The false narrative of Gonzalo Guerrero was created during this period by hacks paid by the government. Most of it came from the pen of a reporter for the Mexico City newspaper El Universal in 1974. Mario Aguirre Rosas published what he described as Gonzalo Guerrero’s diary, supposedly written on deerskin velum and sheets of 16th century paper. No one was able to examine the original manuscript, as Rosas said it belonged to a private collector and only he was allowed to see it. This purported autobiography of Gonzalo was full of fabricated details, which have been repeated ad nauseam by uninformed, amateur historians who read the mendacious tale and believed it to be authentic. It is in this fairy-tale invented by Aguirre that the myth Gonzalo’s wife was a princess named Zazil was first started, as well as many other details about the man that are patently false. In 1975, two thousand copies of Gonzalo de Guerrero: Padre del mestizaje iberoamericano by Aguirre were printed in Mexico City by Editorial Jus. The book was simply a rehash of his newspaper articles about his spurious autobiographical document of Gonzalo Guerrero.

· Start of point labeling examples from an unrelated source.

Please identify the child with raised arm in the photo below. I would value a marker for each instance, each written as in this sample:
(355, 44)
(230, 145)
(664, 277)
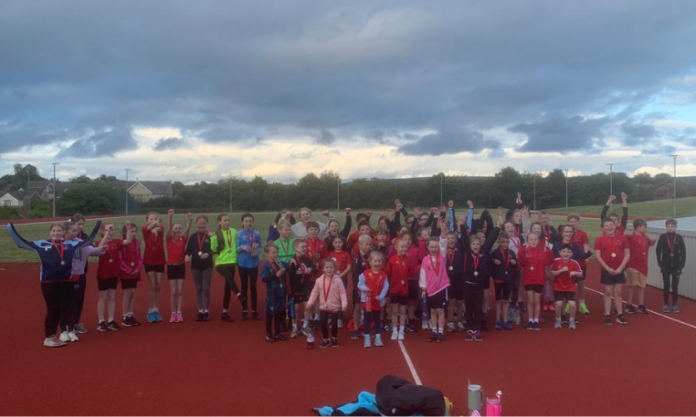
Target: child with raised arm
(56, 257)
(154, 261)
(275, 275)
(434, 283)
(504, 271)
(671, 258)
(108, 273)
(199, 254)
(300, 268)
(374, 287)
(580, 238)
(620, 226)
(398, 269)
(343, 265)
(223, 245)
(249, 248)
(330, 295)
(534, 258)
(612, 253)
(637, 266)
(130, 264)
(176, 265)
(565, 271)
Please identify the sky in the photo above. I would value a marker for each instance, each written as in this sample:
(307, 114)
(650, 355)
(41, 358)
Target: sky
(196, 91)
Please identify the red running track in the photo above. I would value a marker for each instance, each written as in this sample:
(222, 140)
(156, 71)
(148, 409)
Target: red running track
(645, 368)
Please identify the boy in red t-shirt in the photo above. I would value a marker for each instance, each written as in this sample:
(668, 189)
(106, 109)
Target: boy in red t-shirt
(612, 252)
(637, 267)
(565, 272)
(580, 238)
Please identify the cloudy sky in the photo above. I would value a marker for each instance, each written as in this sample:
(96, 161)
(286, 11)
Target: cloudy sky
(192, 91)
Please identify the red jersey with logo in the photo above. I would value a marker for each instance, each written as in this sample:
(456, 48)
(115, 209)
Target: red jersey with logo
(563, 281)
(130, 261)
(534, 262)
(612, 249)
(399, 270)
(342, 259)
(154, 246)
(639, 246)
(109, 262)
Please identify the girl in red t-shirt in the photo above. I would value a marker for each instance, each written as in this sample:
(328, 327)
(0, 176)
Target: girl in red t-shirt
(107, 276)
(153, 236)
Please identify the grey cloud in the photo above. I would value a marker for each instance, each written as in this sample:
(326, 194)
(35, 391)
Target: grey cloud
(448, 142)
(101, 144)
(169, 144)
(326, 138)
(561, 134)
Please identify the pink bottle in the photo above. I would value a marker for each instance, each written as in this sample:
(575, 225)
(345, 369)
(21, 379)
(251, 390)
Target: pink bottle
(493, 405)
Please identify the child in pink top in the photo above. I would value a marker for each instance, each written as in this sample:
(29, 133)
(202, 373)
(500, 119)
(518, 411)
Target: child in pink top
(434, 283)
(332, 298)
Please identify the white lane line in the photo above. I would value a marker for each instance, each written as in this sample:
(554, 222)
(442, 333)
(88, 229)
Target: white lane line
(653, 312)
(412, 368)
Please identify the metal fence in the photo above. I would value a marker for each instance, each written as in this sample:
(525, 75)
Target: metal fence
(687, 284)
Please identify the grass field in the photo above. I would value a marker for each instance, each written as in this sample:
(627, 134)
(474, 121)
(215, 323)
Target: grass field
(686, 207)
(10, 253)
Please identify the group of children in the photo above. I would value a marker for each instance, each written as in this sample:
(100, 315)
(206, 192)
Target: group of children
(433, 265)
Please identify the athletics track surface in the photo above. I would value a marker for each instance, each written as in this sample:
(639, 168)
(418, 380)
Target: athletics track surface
(645, 368)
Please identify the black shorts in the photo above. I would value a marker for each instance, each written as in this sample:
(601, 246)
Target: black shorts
(176, 271)
(413, 290)
(438, 300)
(107, 284)
(457, 288)
(401, 300)
(609, 279)
(564, 296)
(127, 284)
(536, 288)
(502, 290)
(154, 268)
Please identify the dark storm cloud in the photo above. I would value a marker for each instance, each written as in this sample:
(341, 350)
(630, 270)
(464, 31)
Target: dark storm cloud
(561, 135)
(101, 144)
(449, 142)
(235, 71)
(169, 144)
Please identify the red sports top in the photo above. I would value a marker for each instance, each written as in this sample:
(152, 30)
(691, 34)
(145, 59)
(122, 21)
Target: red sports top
(109, 261)
(154, 247)
(563, 281)
(611, 244)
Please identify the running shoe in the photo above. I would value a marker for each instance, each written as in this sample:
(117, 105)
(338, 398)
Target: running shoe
(583, 308)
(73, 336)
(53, 341)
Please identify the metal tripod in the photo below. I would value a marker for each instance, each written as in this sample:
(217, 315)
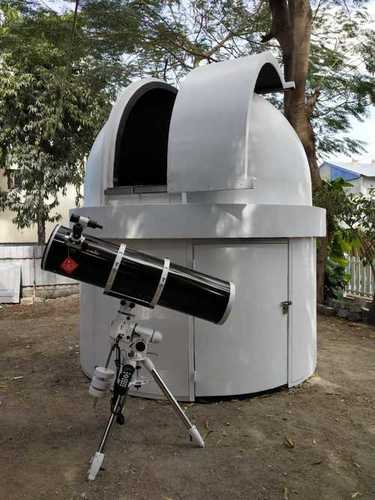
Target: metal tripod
(129, 344)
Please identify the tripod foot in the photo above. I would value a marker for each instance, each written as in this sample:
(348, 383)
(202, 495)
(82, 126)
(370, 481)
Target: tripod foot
(196, 437)
(96, 464)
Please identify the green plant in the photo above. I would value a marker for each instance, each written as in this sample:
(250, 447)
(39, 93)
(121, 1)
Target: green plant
(336, 279)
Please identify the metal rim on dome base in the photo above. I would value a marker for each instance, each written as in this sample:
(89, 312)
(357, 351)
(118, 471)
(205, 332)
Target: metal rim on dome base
(232, 295)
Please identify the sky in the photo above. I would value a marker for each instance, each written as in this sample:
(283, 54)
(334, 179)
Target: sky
(364, 131)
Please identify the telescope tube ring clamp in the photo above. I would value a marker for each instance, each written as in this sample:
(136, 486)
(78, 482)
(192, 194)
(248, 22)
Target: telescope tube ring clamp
(115, 267)
(162, 281)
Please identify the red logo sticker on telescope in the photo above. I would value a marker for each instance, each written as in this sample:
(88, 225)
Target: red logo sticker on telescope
(69, 265)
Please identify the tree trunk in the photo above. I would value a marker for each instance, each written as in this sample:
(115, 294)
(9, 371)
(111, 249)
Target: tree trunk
(291, 26)
(322, 253)
(41, 232)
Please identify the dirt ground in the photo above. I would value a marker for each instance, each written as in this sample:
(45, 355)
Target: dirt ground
(313, 442)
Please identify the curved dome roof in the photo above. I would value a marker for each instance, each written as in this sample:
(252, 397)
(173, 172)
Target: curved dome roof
(217, 135)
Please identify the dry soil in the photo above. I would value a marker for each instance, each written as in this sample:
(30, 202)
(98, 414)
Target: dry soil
(313, 442)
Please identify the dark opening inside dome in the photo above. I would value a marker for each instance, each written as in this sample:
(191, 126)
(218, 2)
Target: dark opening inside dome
(142, 138)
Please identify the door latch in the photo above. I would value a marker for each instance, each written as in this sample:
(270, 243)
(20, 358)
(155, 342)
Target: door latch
(285, 306)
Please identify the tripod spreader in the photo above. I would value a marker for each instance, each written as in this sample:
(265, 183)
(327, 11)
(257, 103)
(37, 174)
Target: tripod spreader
(129, 343)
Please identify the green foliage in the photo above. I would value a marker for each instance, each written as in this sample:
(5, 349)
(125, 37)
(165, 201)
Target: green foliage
(340, 75)
(173, 37)
(359, 217)
(336, 279)
(54, 97)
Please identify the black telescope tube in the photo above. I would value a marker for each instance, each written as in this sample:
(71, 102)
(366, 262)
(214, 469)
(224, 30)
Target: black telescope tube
(136, 276)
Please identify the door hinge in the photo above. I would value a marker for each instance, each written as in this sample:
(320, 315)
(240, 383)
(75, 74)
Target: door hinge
(285, 306)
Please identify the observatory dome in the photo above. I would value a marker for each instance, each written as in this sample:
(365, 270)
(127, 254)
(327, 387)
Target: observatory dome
(213, 177)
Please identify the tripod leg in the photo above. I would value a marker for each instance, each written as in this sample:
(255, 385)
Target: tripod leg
(121, 387)
(193, 431)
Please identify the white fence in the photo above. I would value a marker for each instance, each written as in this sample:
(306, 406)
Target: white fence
(28, 259)
(361, 278)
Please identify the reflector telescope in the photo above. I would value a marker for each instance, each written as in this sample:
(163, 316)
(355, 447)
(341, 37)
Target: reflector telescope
(143, 279)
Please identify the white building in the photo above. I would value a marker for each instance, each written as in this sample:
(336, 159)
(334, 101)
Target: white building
(213, 177)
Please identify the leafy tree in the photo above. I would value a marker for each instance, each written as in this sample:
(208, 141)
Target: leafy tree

When Pablo Bush saw how much the president was pleased by the effects of the poems, statues and newspaper articles, he decided to offer up something along those lines in an attempt to curry favor with the president and perhaps hold onto his land at Akumal. To that end, he commissioned a statue of Gonzalo Guerrero be made and erected at Akumal by the artist Raúl Ayala Arellano in 1974. Bush also gifted a copy of the statue to the federal government. Another copy is here in Cozumel and a fourth in Merida.

This was not the only time Bush paid for a monument to be erected to a fictionalized character. Read in my book, The True History of Cozumel, about how Bush erected a statue to Jean Laffite in Dzilam de Bravo, falsely claiming the pirate had died in that locale, when actually it was his brother, Pierre Lafitte, who died near there.